Mrs. Katherine Miller
08/16/2021 — 12:37 pm
Will someone please communicate where, exactly, on the ExploreTheVillage website may the Financial Statements be found?
HSVP C
08/16/2021 — 1:21 pm
Hello Ms. Miller,
Thank you for your comment. Go here: https://www.explorethevillage.com/ Click “members.” Click “Assessments and Utilities.” Log in with your member information. Click”Reports.” You should be able to find what you need listed under “Reports”. Thanks again. – Cheryl
Mrs. Katherine Miller
08/16/2021 — 3:50 pm
Cheryl, Thank YOU, so much! Greatly appreciated! (I mistakenly thought that category was just for bills.)
Patricia V MacDonald
09/04/2021 — 11:20 am
Looks like our Village POA Directors are holding the high card in their long-running game of chance over our assessment elections. Their ace in the hole is in Article IX, Section II (b), of our Bylaws. By a 2/3ds affirmative vote of our Directors, they can legally increase our annual assessments, due to inflation, by up to $787,605,14–without a member election. In 2020 our current assessment brought in $13,579,399. The inflationary factor of 5.8% is from the Bureau of Labor Statistics, South. Remember that this increase will be compounded annually, thus increasing the base numbers for on-going years. Our Directors can also save at least $40,000 and a lot of angst by cancelling the on-going election.

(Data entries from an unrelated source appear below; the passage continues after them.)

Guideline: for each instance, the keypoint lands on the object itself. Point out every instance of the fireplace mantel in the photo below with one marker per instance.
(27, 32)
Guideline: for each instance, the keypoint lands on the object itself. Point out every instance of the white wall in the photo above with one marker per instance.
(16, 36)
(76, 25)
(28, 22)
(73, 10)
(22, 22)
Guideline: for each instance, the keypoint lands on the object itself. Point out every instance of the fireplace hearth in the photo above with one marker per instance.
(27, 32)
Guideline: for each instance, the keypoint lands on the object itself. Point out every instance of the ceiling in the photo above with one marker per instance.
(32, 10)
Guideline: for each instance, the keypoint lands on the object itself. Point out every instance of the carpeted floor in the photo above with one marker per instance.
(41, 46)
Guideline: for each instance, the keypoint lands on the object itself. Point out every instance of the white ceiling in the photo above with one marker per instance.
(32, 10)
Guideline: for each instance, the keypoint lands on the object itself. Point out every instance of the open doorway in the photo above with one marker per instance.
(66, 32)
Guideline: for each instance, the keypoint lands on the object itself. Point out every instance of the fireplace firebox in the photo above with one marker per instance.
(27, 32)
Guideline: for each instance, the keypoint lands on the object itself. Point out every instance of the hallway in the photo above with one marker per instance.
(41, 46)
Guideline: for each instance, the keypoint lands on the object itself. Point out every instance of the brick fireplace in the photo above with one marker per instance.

While some property owners may agree that our current assessment is low, we won’t agree with increasing it without written assurance on the ballot about how the increased money will be spent. (Use the Bella Vista model as a template for explaining their intentions.) Previous boards have pointed out that our infrastructure needs maintenance and replacement, yet instead they spent their increase on bloated salaries for top staff, a $2M swimming pool used only 3 months a year, plus a fancy new garbage pickup system. We want no more buyers’ remorse after an election when we wake up to grandiose improvements we didn’t need while Village infrastructure goes unattended. “Fool us once, shame on you; fool us twice, shame on us!” Vote NO!
Patty MacDonald
11 Sabiote Lane, HSV
501-922-3332
Linda Anderson
10/10/2021 — 2:41 pm
According to the Financial report dated August 31st. 2021, the POA had $14,534,957 Mil. in excess funds just sitting there. This establishes the fact that there was never a $6.7 Mil shortfall. So why would the TaskForce, Board, and POA determine that Millions more was desperately needed for Infrastructure without first looking at the excess money that was available and then determining how more money was needed? This is an important issue when asking Property owners for their money. This appears to be neglect or incompetence.